I've had two selfish dreams that I can remember. One was to be a pilot (doesn't look good) and the other to own a sailboat. Well it looks like I'm going to need sailing lessons as I'm meeting a gentleman at the end of the month to purchase a Coronado 25. Never thought it would happen but never say never I guess. I live near the Chesapeake so I'm in a perfect location. Can't wait to get it. I look forward to conversing with you fine folks and if anyone around the Chestertown/Annapolis area want to get together for a cruise let me know.


----------



## mikel1 (Oct 19, 2008)

Welcome aboard!


----------



## vistastang (Aug 14, 2011)

Thank you


----------



## vistastang (Aug 14, 2011)

Not meaning to sound brazen but if anyone in the Annapolis area is looking for a mate for the day and perhaps show me some of the basics to sailing please let me know. I know my way around power boats pretty well. Especially parking and maneuvering them as I've worked at some marinas in my earlier days. My Brother in law has a C&C 33 which I've been out on before but unfortunately it's been on blocks now for over ten years (what a shame). That's where I got my sailing bug. I've also sailed around in small Sunfish and the like but that's about the extent of my experience. Anyway if your feeling magnanimous or just looking for some company let me know.


----------



## woodywood (Aug 17, 2011)

im in the same boat.lol aint it great.i pick mine up friday.congrats to you.i was gonna buy one 15 years ago but got married instead.lookin back i could kick myself.jk....well...maybe


----------



## Minnewaska (Feb 21, 2010)

vistastang said:


> I've had two selfish dreams that I can remember. One was to be a pilot (doesn't look good) and the other to own a sailboat....


Not sure what is selfish, I am/have both. Fortunate, for sure, but I've worked very hard.
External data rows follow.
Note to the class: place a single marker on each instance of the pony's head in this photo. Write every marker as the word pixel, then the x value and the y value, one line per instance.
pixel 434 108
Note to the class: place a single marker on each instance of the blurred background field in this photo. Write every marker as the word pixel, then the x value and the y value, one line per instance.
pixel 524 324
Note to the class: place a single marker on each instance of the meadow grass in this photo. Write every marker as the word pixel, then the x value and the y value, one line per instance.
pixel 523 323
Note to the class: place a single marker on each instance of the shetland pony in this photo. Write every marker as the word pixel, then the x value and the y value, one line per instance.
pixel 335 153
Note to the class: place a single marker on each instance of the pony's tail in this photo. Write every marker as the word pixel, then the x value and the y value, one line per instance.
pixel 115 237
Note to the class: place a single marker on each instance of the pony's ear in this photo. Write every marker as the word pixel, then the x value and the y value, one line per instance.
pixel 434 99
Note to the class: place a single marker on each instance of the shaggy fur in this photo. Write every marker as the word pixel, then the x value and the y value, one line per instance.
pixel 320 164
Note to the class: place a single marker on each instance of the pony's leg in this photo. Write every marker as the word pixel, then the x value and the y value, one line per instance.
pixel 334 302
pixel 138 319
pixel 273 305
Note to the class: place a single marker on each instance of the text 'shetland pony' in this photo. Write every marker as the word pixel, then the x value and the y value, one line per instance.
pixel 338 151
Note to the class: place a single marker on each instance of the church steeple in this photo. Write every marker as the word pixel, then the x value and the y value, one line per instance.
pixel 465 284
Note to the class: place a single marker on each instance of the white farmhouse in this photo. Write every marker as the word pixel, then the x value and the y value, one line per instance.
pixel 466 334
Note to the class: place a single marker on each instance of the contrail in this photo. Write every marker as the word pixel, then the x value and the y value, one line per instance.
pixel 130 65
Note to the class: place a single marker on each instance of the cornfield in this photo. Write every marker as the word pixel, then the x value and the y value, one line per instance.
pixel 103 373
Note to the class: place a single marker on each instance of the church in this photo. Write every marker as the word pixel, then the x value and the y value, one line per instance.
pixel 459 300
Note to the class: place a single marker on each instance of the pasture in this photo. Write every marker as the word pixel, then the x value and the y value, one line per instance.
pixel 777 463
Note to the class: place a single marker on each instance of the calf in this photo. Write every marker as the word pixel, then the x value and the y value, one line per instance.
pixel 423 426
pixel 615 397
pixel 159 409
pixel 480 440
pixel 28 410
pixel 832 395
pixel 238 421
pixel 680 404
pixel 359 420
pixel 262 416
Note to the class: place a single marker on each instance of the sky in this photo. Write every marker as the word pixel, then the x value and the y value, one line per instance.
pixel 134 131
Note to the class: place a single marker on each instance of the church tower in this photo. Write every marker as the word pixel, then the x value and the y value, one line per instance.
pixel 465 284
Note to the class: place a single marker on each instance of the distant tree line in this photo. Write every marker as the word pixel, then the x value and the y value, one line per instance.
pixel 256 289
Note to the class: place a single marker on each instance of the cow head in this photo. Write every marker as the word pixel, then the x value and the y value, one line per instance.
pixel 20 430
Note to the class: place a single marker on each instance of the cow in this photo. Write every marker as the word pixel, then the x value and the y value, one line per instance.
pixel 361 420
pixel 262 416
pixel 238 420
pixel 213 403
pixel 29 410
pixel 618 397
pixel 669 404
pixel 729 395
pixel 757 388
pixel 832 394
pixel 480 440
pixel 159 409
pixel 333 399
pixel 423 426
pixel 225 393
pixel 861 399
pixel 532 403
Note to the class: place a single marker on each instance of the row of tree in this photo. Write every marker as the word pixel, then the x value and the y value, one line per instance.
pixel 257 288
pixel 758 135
I was exposed to intense and serious training when I got serious about both. I highly recommend the approach to get it right the first time. Hunting and pecking for lessons can teach some bad habits.


----------



## vistastang (Aug 14, 2011)

Good for you Woody! What are you getting and where are you going to keep it? I'm going to keep mine moored at my sisters initially but I guess that won't do for the winter. Guess I'm going to go around to local marinas here in Pasadena and see what's available and how much.


----------



## woodywood (Aug 17, 2011)

got a helms 25.ive been out twice ow.what a blast.i keep it in hernando beach fl


----------